Wer nicht als Jugendlicher mit dem Rauchen beginnt, ist am besten davor geschützt, in späteren Jahren zum Raucher oder zur Raucherin zu werden. Der Anfang dazu ist getan: Viele der Präventivmaßnahmen, die von der Stiftung Kindergesundheit seit Jahren gefordert wurden, sind durch die neuen gesetzlichen Regelungen endlich Wirklichkeit geworden. Es bleibt jedoch noch genug zu tun.

 

So fordert die Stiftung Kindergesundheit:

  • Rauchfreie Kinderspielplätze und Sportanlagen! Die Gifte der Tabakwaren haben dort nichts zu suchen. Die achtlos weggeworfenen Zigarettenkippen stellen eine akute Vergiftungsgefahr für Kinder dar.

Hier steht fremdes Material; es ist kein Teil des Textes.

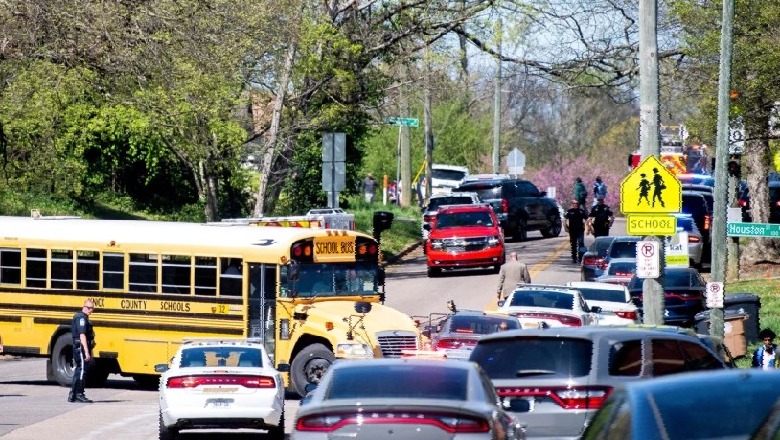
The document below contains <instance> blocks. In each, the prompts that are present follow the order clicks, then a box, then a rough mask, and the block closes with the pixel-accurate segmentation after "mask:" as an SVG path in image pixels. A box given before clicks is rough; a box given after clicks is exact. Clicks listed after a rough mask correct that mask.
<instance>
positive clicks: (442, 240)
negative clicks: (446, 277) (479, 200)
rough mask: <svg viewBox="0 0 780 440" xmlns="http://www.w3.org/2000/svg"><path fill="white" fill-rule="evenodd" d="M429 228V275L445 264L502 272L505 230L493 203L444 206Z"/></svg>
mask: <svg viewBox="0 0 780 440" xmlns="http://www.w3.org/2000/svg"><path fill="white" fill-rule="evenodd" d="M425 228H426V230H428V231H429V234H428V240H426V242H425V247H426V255H427V257H428V276H429V277H435V276H438V275H439V274H441V271H442V269H444V268H448V269H457V268H475V267H489V268H492V269H493V271H494V272H495V273H498V271H499V270H500V269H501V265H502V264H504V260H505V259H506V255H505V252H504V233H503V231H502V229H501V227H500V225H499V223H498V219H497V218H496V215H495V213H494V212H493V208H491V207H490V205H450V206H445V207H442V209H441V210H439V212H438V213H437V214H436V221H435V222H433V223H432V224H427V225H425Z"/></svg>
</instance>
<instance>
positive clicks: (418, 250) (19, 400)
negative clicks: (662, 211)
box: [0, 223, 623, 440]
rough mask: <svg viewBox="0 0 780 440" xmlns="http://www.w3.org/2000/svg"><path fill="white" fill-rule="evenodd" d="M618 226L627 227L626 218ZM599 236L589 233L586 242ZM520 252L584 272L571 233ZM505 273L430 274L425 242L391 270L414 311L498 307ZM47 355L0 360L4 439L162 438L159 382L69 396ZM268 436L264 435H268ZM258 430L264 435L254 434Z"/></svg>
mask: <svg viewBox="0 0 780 440" xmlns="http://www.w3.org/2000/svg"><path fill="white" fill-rule="evenodd" d="M615 226H616V227H615V228H614V230H613V232H614V233H615V234H620V233H622V231H623V229H622V223H617V224H616V225H615ZM590 240H592V237H589V238H588V240H587V241H586V242H589V241H590ZM509 250H517V251H518V252H519V253H520V258H521V260H523V261H524V262H526V263H528V264H529V265H530V270H531V276H532V278H533V280H534V282H539V283H560V282H564V281H570V280H578V279H579V266H578V265H575V264H572V263H571V262H569V255H568V239H567V237H566V236H565V234H562V235H561V236H560V237H557V238H553V239H542V238H541V236H540V235H538V233H532V234H530V235H529V240H528V241H525V242H522V243H510V244H509ZM497 279H498V275H495V274H492V273H489V272H485V271H458V272H453V273H448V274H445V275H444V276H442V277H440V278H428V277H427V276H426V269H425V259H424V255H423V254H422V252H421V251H420V250H418V251H416V252H413V253H411V254H410V255H409V256H408V257H407V258H405V259H404V260H403V261H401V262H399V264H397V265H394V266H392V267H391V268H390V269H389V271H388V278H387V302H386V304H387V305H389V306H392V307H396V308H398V309H399V310H401V311H403V312H405V313H407V314H409V315H427V314H428V313H432V312H445V311H446V306H445V304H446V301H447V300H450V299H452V300H454V301H455V302H456V304H457V305H458V307H459V308H461V309H479V310H481V309H484V308H489V307H495V303H494V301H495V287H496V283H497ZM44 365H45V361H44V360H41V359H23V360H8V359H7V358H6V359H5V360H3V361H0V402H2V404H3V405H2V408H3V409H2V416H0V437H2V438H3V440H40V439H60V440H93V439H94V440H102V439H111V440H149V439H155V438H157V430H158V416H157V414H158V413H157V411H158V402H157V399H158V395H157V391H156V390H146V389H141V388H139V387H138V386H137V385H136V383H135V382H134V381H132V380H130V379H125V378H122V377H119V376H114V375H112V376H111V377H110V378H109V381H108V383H107V384H106V386H105V387H102V388H99V389H89V390H87V391H88V392H87V394H88V395H89V396H90V397H91V398H92V399H94V400H95V403H94V404H72V403H67V402H66V397H67V393H68V390H67V389H66V388H63V387H60V386H57V385H54V384H51V383H49V382H46V378H45V373H44ZM297 408H298V401H297V400H288V401H287V406H286V411H285V412H286V417H285V419H286V427H287V432H288V433H289V431H290V427H291V426H292V419H293V417H294V416H295V412H296V410H297ZM256 433H257V432H254V433H253V432H248V433H245V434H242V435H232V436H226V435H220V436H219V438H220V439H231V438H235V439H246V438H249V437H250V436H251V435H253V434H256ZM214 437H215V433H213V432H212V433H205V434H190V435H185V436H183V438H185V439H190V440H207V439H213V438H214ZM262 437H264V436H261V437H260V438H262ZM254 438H257V437H254Z"/></svg>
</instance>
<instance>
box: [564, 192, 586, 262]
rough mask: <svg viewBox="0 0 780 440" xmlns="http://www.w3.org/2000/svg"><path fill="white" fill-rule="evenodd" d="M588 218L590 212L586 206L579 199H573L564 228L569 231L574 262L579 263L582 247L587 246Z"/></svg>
mask: <svg viewBox="0 0 780 440" xmlns="http://www.w3.org/2000/svg"><path fill="white" fill-rule="evenodd" d="M587 220H588V213H587V212H586V211H585V208H583V207H582V206H580V203H579V202H578V201H577V200H572V201H571V208H569V210H568V211H566V215H565V216H564V221H563V228H564V229H565V230H566V232H568V233H569V244H570V245H571V262H572V263H579V261H580V258H582V248H584V247H585V222H586V221H587Z"/></svg>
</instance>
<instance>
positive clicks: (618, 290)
mask: <svg viewBox="0 0 780 440" xmlns="http://www.w3.org/2000/svg"><path fill="white" fill-rule="evenodd" d="M576 289H577V290H579V291H580V292H581V293H582V296H584V297H585V300H586V301H612V302H621V303H624V302H626V293H625V292H623V291H622V290H614V289H591V288H587V289H585V288H582V287H576Z"/></svg>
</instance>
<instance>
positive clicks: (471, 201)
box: [428, 196, 473, 211]
mask: <svg viewBox="0 0 780 440" xmlns="http://www.w3.org/2000/svg"><path fill="white" fill-rule="evenodd" d="M472 202H473V201H472V200H471V197H466V196H463V197H457V196H452V197H436V198H433V199H431V201H430V203H429V204H428V210H430V211H435V210H437V209H439V207H441V206H445V205H470V204H471V203H472Z"/></svg>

  • Intensive Suchtprävention bei Kindern und Jugendlichen auch in der Schule. Die meisten Bundesländer haben bereits eine gesetzliche Regelung für eine rauchfreie Schule unter Einbeziehung des gesamten Schulgeländes. In anderen Bundesländern diskutiert man aber noch darüber. Die Stiftung Kindergesundheit gibt zu bedenken: Schulen müssen auch in punkto Rauchen beispielhaft sein. Es kann nur eine komplett rauchfreie Schule akzeptiert werden.
  • Noch mehr Aufklärung über die Gefahren des Passivrauchens für Kinder. Es muss selbstverständlich werden, in Anwesenheit von indern nicht zu rauchen.

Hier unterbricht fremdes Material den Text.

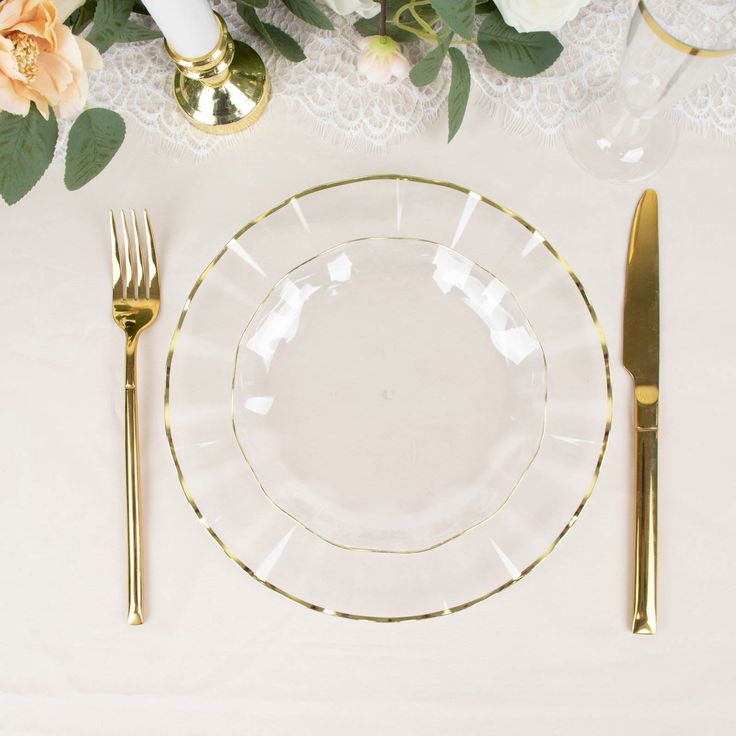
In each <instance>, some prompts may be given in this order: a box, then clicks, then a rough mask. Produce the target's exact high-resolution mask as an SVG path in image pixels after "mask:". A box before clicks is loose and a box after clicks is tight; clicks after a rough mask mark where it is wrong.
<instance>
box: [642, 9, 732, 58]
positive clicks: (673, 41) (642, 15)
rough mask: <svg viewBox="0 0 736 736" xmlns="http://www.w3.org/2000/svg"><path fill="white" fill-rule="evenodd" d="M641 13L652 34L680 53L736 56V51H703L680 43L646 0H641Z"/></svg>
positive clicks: (690, 54) (684, 44) (693, 55)
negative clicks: (661, 23) (652, 32)
mask: <svg viewBox="0 0 736 736" xmlns="http://www.w3.org/2000/svg"><path fill="white" fill-rule="evenodd" d="M639 12H640V13H641V16H642V18H644V20H645V21H646V24H647V25H648V26H649V28H650V29H651V30H652V32H653V33H654V34H655V35H656V36H658V37H659V38H660V39H661V40H662V41H664V42H665V43H666V44H667V45H668V46H670V47H671V48H673V49H675V50H676V51H680V52H681V53H683V54H689V55H690V56H702V57H704V58H721V57H724V56H733V54H736V49H701V48H698V47H697V46H691V45H690V44H689V43H685V42H684V41H680V39H679V38H675V37H674V36H673V35H672V34H670V33H668V32H667V31H666V30H665V29H664V28H662V26H661V25H659V23H657V21H656V20H655V19H654V16H653V15H652V14H651V13H650V12H649V9H648V8H647V6H646V4H645V2H644V0H639Z"/></svg>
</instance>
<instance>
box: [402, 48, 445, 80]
mask: <svg viewBox="0 0 736 736" xmlns="http://www.w3.org/2000/svg"><path fill="white" fill-rule="evenodd" d="M446 55H447V46H444V45H443V44H439V45H438V46H435V47H434V48H433V49H432V50H431V51H429V52H428V53H427V54H425V55H424V56H423V57H422V58H421V59H420V60H419V61H418V62H417V63H416V64H414V66H413V67H412V68H411V71H410V72H409V79H411V81H412V83H413V84H414V86H415V87H423V86H424V85H425V84H430V83H431V82H434V80H435V79H437V75H438V74H439V73H440V69H441V68H442V62H443V61H444V60H445V56H446Z"/></svg>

  • Rauchverbot im Auto. Die Schadstoffbelastung ist im Auto auf kleinem Raum besonders hoch. Wenn Kinder im Auto mitfahren, muss das Rauchen untersagt sein. Airbag und Anschnallpflicht, Kindersitz und Handyverbot im Auto sind heute selbstverständlich, da muss sich auch ein Rauchverbot durchsetzen lassen.
  • Bessere Beratungsangebote für Schwangere, Kinder und Jugendliche. Arztpraxen und Kliniken sollten vor, während und nach der Schwangerschaft qualifizierte Beratungsangebote anbieten, um die Gesundheit der Kinder und ihrer Eltern aktiv zu schützen.